Normal tissue response models
Acute toxicity
The acute toxicity was assessed as described in Methods E1 (available online at https://doi.org/10.1016/j.ijrobp.2020.01.015).
Long-term toxicity
The long-term toxicity was assessed as described in Methods E1 (available online at https://doi.org/10.1016/j.ijrobp.2020.01.015).
Crypt assay
The crypt assay was performed as described in Methods E1 (available online at https://doi.org/10.1016/j.ijrobp.2020.01.015).
Western blots
Western blot samples were prepared as previously described.13 Protein visualization was performed using the following antibodies: H3K18Ac (Cell Signaling Technology, #9675), Phospho-Histone H2A.X Ser139 (Millipore, #2739172), and βActin (Abcam, #A1978), and an infrared LiCor Odyssey imaging system (LiCor Biosciences). All Western blots were performed twice independently.

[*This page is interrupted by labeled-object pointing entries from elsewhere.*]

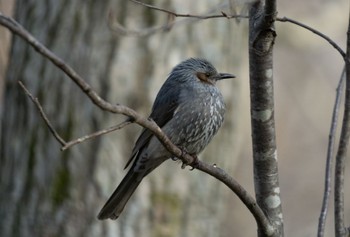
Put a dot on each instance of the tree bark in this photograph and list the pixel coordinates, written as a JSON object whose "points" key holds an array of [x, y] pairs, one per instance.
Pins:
{"points": [[266, 182], [45, 192]]}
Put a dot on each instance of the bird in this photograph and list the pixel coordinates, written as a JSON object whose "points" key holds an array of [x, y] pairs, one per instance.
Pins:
{"points": [[189, 109]]}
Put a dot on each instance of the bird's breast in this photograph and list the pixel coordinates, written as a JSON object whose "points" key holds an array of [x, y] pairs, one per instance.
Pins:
{"points": [[197, 120]]}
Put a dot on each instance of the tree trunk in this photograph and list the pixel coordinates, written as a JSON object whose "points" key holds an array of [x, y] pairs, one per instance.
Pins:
{"points": [[46, 192]]}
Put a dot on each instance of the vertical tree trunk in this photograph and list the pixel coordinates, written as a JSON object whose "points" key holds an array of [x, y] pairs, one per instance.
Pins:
{"points": [[46, 192], [266, 182]]}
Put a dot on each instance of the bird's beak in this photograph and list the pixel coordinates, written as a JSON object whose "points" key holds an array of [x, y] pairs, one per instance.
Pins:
{"points": [[222, 76]]}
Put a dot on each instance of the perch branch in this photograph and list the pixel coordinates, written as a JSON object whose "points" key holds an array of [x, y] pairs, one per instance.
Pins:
{"points": [[43, 115], [216, 172], [329, 159]]}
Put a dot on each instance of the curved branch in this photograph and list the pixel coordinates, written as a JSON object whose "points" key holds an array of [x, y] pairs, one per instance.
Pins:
{"points": [[329, 40], [330, 150], [214, 171], [339, 226]]}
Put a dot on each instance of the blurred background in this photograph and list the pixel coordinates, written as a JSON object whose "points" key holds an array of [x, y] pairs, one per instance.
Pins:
{"points": [[125, 51]]}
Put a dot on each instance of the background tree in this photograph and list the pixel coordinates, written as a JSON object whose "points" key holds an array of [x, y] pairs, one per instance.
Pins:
{"points": [[47, 192]]}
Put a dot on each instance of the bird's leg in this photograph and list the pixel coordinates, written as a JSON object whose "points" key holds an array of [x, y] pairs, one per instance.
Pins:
{"points": [[193, 164]]}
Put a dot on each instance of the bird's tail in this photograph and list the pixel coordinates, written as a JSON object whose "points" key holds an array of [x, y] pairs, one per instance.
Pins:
{"points": [[116, 203]]}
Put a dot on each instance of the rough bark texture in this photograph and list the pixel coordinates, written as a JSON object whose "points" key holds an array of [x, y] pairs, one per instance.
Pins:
{"points": [[261, 40], [45, 192]]}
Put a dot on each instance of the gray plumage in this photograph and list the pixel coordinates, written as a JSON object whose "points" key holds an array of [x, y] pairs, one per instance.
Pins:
{"points": [[190, 109]]}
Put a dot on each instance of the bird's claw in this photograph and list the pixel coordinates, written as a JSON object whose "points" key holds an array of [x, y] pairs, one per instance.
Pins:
{"points": [[193, 164]]}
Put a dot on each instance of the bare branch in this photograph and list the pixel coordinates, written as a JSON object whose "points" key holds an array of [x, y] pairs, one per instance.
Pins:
{"points": [[96, 134], [116, 27], [219, 174], [203, 17], [329, 40], [43, 115], [330, 150], [266, 180]]}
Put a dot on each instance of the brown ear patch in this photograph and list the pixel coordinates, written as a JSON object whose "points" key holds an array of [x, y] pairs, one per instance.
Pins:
{"points": [[204, 78]]}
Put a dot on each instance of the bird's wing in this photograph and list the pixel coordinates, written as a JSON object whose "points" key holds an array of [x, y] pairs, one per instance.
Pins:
{"points": [[162, 111]]}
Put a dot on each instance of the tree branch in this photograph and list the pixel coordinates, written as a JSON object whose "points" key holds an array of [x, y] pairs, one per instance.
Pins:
{"points": [[216, 172], [325, 37], [329, 159], [340, 229], [266, 183], [43, 115], [270, 14]]}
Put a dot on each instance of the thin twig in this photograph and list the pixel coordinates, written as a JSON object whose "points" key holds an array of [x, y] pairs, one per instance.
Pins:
{"points": [[329, 40], [329, 160], [257, 212], [339, 225], [225, 15], [96, 134], [43, 115]]}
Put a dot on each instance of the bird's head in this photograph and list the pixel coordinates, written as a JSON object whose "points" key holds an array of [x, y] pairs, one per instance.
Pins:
{"points": [[199, 70]]}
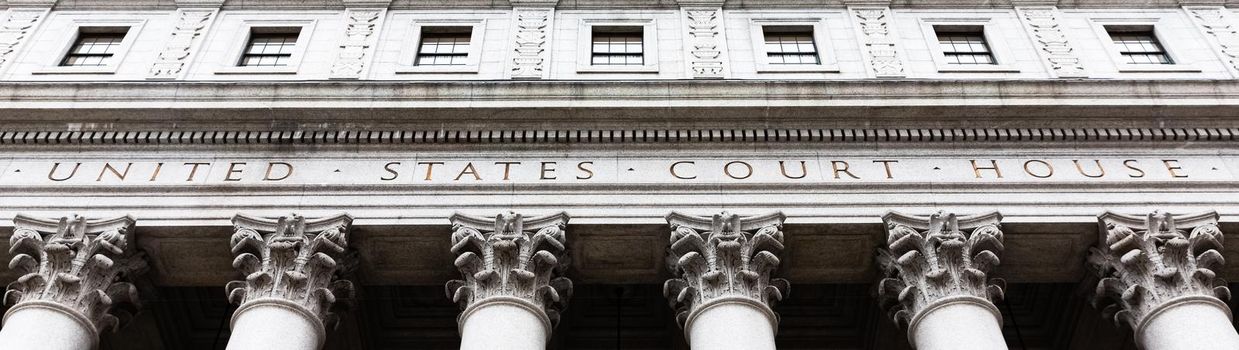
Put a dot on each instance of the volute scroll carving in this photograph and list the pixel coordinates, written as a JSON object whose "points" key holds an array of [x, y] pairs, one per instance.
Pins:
{"points": [[942, 258], [78, 266], [293, 261], [1151, 262], [724, 258], [511, 258]]}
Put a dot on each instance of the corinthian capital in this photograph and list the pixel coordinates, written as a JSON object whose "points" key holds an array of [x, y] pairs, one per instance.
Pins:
{"points": [[513, 260], [291, 261], [1149, 263], [724, 258], [934, 261], [76, 266]]}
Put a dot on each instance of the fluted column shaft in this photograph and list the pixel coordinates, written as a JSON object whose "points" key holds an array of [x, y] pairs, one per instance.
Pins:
{"points": [[291, 286], [936, 279], [1159, 278], [512, 288], [72, 286], [724, 294]]}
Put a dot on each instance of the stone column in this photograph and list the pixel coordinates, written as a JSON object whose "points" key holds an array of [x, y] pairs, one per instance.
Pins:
{"points": [[72, 284], [722, 292], [289, 296], [1159, 278], [513, 289], [936, 279]]}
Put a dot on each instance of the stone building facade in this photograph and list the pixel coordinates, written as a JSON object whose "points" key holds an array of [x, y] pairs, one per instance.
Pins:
{"points": [[627, 174]]}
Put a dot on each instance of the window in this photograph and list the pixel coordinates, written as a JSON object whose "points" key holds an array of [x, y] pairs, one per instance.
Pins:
{"points": [[791, 45], [1139, 45], [444, 46], [617, 46], [964, 45], [269, 47], [94, 47]]}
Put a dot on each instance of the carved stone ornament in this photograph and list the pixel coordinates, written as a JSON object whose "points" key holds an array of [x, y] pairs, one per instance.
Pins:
{"points": [[705, 44], [879, 42], [358, 32], [76, 266], [1154, 262], [529, 55], [15, 30], [931, 262], [190, 26], [1042, 24], [725, 258], [511, 260], [293, 262], [1216, 21]]}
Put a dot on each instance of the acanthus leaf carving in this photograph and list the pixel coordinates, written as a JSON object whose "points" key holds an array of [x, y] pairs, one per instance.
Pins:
{"points": [[943, 257], [529, 53], [704, 42], [83, 266], [190, 26], [1216, 21], [294, 260], [725, 257], [1042, 22], [1147, 262], [514, 258], [15, 29], [358, 32], [880, 45]]}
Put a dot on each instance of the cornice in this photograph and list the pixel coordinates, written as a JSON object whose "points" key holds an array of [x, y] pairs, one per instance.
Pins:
{"points": [[658, 106], [608, 4]]}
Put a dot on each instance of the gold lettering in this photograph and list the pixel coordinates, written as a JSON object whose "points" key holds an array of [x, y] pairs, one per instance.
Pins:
{"points": [[155, 174], [678, 175], [1050, 169], [581, 166], [468, 169], [507, 168], [388, 169], [193, 169], [1099, 169], [804, 170], [120, 175], [726, 169], [834, 166], [430, 168], [1131, 164], [1172, 166], [548, 170], [994, 165], [886, 164], [233, 169], [270, 165], [51, 175]]}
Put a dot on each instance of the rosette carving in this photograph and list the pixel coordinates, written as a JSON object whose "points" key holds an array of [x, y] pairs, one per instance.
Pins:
{"points": [[938, 258], [1146, 262], [81, 266], [293, 260], [513, 258], [724, 258]]}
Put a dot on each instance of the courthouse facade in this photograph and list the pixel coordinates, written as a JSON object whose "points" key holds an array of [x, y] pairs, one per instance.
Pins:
{"points": [[623, 174]]}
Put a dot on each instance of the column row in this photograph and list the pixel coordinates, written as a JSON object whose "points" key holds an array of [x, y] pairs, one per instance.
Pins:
{"points": [[1156, 276]]}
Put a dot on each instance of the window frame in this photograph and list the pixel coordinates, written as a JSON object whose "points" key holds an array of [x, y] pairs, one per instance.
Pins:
{"points": [[240, 42], [648, 50], [411, 45], [133, 27], [1002, 57], [1177, 63], [828, 60]]}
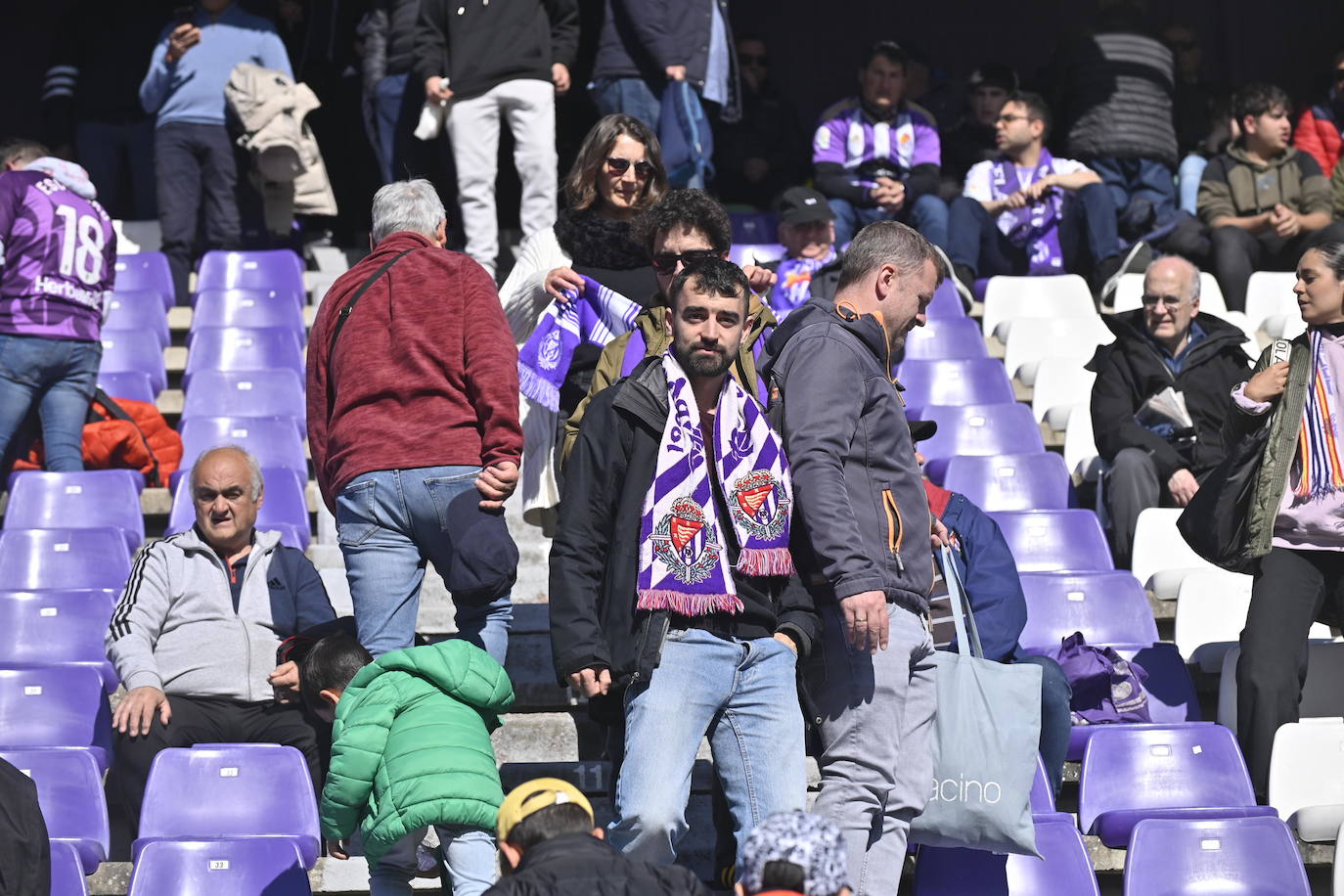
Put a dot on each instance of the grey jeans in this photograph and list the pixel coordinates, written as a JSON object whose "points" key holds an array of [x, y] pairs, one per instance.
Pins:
{"points": [[876, 737]]}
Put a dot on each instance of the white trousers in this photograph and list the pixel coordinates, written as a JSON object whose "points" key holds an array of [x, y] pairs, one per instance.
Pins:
{"points": [[473, 125]]}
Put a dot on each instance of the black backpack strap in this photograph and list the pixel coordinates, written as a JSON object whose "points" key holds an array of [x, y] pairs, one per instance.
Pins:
{"points": [[343, 315]]}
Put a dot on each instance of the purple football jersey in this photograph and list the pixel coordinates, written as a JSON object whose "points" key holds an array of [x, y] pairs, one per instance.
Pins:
{"points": [[58, 255]]}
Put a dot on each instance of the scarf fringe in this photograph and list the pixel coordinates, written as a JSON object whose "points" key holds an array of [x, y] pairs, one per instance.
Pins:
{"points": [[689, 605], [538, 388], [765, 561]]}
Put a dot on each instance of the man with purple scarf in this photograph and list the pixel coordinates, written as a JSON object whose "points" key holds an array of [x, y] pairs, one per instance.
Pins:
{"points": [[674, 600], [58, 254], [1027, 212]]}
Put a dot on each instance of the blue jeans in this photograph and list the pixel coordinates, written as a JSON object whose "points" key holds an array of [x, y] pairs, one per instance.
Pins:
{"points": [[1187, 180], [629, 96], [468, 852], [390, 524], [927, 214], [977, 242], [1055, 720], [743, 696], [58, 375]]}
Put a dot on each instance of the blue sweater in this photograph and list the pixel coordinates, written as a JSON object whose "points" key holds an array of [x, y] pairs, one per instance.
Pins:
{"points": [[193, 87]]}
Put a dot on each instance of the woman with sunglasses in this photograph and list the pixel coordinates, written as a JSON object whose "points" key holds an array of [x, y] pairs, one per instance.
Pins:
{"points": [[617, 172]]}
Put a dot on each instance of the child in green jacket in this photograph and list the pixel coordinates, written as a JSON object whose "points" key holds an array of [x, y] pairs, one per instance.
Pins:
{"points": [[410, 748]]}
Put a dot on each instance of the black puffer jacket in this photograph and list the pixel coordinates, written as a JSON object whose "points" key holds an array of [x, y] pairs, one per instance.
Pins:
{"points": [[584, 866], [1131, 370]]}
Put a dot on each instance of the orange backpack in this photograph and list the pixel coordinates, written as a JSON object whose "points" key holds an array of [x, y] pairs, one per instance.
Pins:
{"points": [[122, 434]]}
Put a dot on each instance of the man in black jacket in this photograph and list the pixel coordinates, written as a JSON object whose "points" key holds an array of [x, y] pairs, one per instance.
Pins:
{"points": [[550, 841], [502, 61], [664, 598], [1154, 460]]}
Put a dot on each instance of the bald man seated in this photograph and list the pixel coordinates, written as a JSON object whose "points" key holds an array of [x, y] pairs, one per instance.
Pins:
{"points": [[1167, 344], [195, 633]]}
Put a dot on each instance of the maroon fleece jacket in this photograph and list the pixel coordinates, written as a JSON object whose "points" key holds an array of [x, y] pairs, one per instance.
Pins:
{"points": [[425, 373]]}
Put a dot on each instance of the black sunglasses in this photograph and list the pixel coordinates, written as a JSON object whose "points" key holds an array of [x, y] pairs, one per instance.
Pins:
{"points": [[643, 169], [667, 262]]}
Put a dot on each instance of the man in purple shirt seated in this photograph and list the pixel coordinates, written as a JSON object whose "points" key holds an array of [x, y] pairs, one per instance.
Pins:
{"points": [[58, 256], [876, 156]]}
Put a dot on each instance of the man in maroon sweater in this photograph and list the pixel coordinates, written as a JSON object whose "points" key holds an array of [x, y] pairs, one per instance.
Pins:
{"points": [[417, 405]]}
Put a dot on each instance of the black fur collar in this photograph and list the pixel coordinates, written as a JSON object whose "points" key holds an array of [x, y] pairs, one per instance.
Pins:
{"points": [[599, 242]]}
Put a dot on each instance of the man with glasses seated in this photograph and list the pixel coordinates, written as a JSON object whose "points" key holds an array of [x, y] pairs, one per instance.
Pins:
{"points": [[1028, 212], [1167, 347], [683, 230]]}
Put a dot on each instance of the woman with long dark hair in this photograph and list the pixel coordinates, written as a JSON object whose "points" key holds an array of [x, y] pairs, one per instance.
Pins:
{"points": [[1296, 518], [617, 172]]}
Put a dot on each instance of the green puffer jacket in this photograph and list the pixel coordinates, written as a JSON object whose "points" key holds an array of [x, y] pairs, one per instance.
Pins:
{"points": [[1285, 420], [412, 745]]}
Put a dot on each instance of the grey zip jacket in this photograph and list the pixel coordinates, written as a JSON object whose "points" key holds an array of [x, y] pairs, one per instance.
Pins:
{"points": [[861, 497], [175, 626]]}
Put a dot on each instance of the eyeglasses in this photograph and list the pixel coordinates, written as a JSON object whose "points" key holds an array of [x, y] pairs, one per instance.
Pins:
{"points": [[667, 262], [1170, 302], [617, 165]]}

Homologous recombination assays
To measure HR efficiency, 8 × 105 U2OS DR-GFP cells were seeded in 6-well plates. Cells were treated with siLuciferase or siRAD51 for 48 hours and then transfected with 4 μg of I-SceI plasmid using Lipofectamine 3000 per the manufacturer’s instructions (Invitrogen) for 24 hours. Subsequently, romidepsin or vehicle was added for 24 hours. Cells were recovered in a fresh complete medium for at least 24 hours and GFP-positive cells were determined using BD FACS DIVA software. The data were then normalized to the I-SceI positive control and analyzed using FlowJo V10. Statistical significance was determined using a one-way analysis of variance (ANOVA). All experiments were conducted in duplicate across 3 technical replicates.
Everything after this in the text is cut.